Workers are at risk of UV radiation even on cloudy days. Plus, many drugs increase sensitivity to sunlight and the risk of getting sunburn. Some common ones include thiazides, diuretics, tetracycline, doxycycline, sulfa antibiotics, and nonsteroidal anti-inflammatory drugs, such as ibuprofen.

Risks of UV radiation

Sunburn is something we’re all familiar with. Years of overexposure to the sun lead to premature wrinkling, aging of the skin, age spots, and an increased risk of skin cancer. In addition to the skin, sunburned eyes become red, dry and painful, and feel gritty. Chronic exposure of eyes to sunlight may cause pterygium (tissue growth that leads to blindness), cataracts, and perhaps macular degeneration, a leading cause of blindness.

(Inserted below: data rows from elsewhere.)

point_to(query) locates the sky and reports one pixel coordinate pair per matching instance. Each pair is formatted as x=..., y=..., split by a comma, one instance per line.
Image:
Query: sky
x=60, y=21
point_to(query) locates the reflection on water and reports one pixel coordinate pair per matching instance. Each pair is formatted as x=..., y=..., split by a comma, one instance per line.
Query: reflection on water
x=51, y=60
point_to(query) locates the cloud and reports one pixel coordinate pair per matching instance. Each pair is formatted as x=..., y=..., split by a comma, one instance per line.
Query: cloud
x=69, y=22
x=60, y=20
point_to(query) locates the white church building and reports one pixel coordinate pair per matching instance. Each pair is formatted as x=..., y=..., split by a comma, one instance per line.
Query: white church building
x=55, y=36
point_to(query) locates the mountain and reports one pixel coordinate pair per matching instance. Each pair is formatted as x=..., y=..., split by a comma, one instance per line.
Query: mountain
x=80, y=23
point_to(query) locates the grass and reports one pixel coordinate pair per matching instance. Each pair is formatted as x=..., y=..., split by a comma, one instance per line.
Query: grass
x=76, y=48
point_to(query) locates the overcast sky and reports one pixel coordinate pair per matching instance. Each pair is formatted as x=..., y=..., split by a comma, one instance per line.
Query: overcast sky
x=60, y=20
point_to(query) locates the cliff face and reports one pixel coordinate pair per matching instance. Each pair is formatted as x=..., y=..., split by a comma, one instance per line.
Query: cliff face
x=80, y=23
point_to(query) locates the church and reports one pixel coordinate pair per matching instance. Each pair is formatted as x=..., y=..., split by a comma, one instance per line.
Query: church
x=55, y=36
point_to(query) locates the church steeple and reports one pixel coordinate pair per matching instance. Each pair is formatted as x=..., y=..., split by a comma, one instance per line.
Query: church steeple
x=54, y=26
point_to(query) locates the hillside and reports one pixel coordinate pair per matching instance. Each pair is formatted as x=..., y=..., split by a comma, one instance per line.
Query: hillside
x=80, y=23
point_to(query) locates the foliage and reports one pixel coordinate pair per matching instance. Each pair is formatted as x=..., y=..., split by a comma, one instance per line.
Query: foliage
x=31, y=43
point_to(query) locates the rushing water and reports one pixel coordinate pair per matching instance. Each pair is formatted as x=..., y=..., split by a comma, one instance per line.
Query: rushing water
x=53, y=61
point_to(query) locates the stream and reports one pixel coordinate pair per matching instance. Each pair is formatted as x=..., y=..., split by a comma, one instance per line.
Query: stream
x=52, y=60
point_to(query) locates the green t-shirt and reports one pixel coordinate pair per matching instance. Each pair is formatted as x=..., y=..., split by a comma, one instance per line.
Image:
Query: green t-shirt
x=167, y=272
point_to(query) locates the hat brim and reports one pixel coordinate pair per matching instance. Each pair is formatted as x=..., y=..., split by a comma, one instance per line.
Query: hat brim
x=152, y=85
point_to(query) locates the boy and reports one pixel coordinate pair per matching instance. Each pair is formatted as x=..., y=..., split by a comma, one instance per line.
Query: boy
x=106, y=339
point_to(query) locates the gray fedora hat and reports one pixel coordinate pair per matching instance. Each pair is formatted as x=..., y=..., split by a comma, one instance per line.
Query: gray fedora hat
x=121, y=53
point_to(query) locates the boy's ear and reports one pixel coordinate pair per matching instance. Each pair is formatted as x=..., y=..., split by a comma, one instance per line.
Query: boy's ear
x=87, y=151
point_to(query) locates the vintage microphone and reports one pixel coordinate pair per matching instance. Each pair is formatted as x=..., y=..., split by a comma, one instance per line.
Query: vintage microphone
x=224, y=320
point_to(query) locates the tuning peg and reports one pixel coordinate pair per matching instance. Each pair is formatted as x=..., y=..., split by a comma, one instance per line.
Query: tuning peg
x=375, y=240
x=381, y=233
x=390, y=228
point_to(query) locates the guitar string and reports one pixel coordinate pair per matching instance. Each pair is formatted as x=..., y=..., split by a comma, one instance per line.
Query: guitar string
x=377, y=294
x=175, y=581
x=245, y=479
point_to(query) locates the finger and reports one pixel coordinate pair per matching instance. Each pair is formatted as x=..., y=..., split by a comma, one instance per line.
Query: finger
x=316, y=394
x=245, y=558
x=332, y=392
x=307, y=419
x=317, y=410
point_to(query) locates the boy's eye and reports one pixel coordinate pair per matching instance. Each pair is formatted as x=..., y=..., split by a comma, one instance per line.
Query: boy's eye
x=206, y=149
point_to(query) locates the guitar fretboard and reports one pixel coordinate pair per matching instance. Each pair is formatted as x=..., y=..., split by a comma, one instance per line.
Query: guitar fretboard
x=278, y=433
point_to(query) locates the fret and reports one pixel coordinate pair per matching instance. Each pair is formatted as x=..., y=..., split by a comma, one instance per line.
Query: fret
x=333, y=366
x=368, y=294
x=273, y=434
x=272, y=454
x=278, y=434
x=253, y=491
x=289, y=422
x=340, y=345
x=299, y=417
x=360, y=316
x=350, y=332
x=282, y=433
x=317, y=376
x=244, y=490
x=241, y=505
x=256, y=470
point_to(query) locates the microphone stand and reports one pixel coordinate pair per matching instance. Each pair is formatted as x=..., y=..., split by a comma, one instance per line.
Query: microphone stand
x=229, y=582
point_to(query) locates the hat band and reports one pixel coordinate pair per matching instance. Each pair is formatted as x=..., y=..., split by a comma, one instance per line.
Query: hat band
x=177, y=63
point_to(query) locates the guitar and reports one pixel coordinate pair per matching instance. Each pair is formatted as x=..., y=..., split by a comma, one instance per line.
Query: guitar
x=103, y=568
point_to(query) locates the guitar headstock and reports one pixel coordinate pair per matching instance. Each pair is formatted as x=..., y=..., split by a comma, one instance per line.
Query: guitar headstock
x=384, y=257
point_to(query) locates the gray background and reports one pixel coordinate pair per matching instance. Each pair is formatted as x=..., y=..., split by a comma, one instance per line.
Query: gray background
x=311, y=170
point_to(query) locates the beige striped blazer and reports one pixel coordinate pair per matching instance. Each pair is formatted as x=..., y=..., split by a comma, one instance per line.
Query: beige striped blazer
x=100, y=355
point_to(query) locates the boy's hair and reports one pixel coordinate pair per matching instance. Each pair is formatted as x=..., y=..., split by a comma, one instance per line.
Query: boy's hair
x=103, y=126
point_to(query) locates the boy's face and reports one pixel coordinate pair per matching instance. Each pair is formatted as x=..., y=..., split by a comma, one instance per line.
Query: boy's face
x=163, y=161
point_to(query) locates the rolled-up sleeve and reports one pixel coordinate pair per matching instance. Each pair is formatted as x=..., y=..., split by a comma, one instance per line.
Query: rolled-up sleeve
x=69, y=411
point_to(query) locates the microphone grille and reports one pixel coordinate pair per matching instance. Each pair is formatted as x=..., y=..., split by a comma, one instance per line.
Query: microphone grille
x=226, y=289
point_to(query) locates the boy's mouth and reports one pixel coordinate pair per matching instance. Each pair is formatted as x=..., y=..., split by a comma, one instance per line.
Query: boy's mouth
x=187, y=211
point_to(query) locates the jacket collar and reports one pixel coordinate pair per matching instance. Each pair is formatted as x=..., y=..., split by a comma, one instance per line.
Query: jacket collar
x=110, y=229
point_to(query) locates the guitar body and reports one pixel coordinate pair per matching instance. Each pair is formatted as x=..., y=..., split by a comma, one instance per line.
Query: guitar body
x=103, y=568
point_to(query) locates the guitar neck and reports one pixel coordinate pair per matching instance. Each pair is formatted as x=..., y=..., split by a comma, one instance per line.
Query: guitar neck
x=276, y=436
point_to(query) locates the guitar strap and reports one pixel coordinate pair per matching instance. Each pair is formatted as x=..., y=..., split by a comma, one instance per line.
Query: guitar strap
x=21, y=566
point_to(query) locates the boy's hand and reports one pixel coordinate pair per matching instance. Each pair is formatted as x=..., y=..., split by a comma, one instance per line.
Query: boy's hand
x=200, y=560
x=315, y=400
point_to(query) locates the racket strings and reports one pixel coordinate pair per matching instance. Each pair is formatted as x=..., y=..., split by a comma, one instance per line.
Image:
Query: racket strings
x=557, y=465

  • Red, warm and tender skin
  • Swollen skin
  • Blistering
  • Headache
  • Fever
  • Nausea
  • Fatigue

The pain from sunburn is worse 6-48 hours after sun exposure.

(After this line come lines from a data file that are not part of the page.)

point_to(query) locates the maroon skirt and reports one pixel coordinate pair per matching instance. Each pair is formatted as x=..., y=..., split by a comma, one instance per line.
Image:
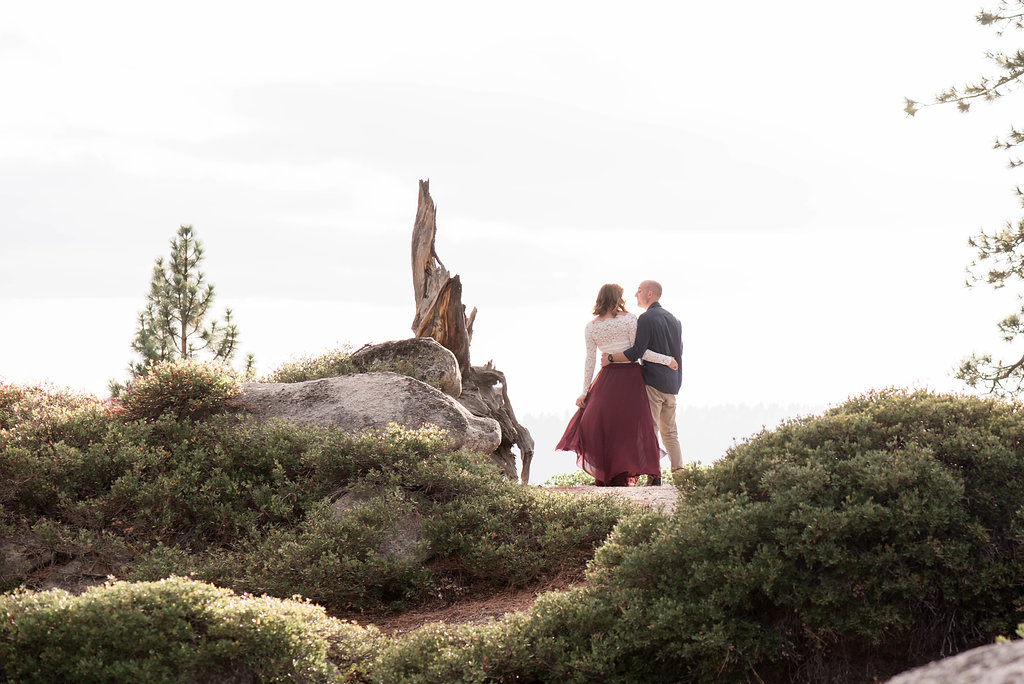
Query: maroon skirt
x=613, y=434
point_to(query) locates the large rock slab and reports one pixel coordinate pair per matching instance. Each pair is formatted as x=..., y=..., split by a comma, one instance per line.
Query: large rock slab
x=371, y=400
x=434, y=364
x=995, y=664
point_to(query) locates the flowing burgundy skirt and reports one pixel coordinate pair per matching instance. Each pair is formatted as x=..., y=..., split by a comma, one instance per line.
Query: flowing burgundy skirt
x=613, y=434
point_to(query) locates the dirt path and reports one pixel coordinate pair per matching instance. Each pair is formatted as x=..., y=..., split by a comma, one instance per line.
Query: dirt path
x=478, y=608
x=657, y=497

Seek medical attention for:

  • Severe sunburns covering more than 15 percent of the body
  • Dehydration
  • High fever (>101°F)
  • Extreme pain that persists for longer than 48 hours

Skin Cancer types include: Basal Cell (Can usually be removed by excision or topical treatments. If diagnosed and treated early, basal cell cancers can be cured.); Squamous Cell (Can usually be removed by excision or topical treatments. If diagnosed and treated early, squamous cell cancers can be cured.); Melanoma (Malignant melanoma carries significant, even fatal, implications.)

What to watch for:

  • Irregular borders on moles (ragged, notched, or blurred edges).
  • Moles that are not symmetrical (one half doesn’t match the other).
  • Colors that are not uniform throughout.
  • Moles that are bigger than a pencil eraser.
  • Sores that bleed and do not heal.
  • Itchy or painful moles.
  • Red patches or lumps.
  • New moles.

Recommendations for employers

To protect workers from exposure to UV radiation:

  • When possible, avoid scheduling outdoor work when sunlight exposure is the greatest
  • Provide shaded or indoor break areas
  • Provide training to workers about UV radiation including:
  • Their risk of exposure
  • How to prevent exposure
  • The signs and symptoms of overexposure

Recommendations for workers

Follow these recommendations to protect against UV damage:

  • Wear sunscreen with a minimum of SPF 15.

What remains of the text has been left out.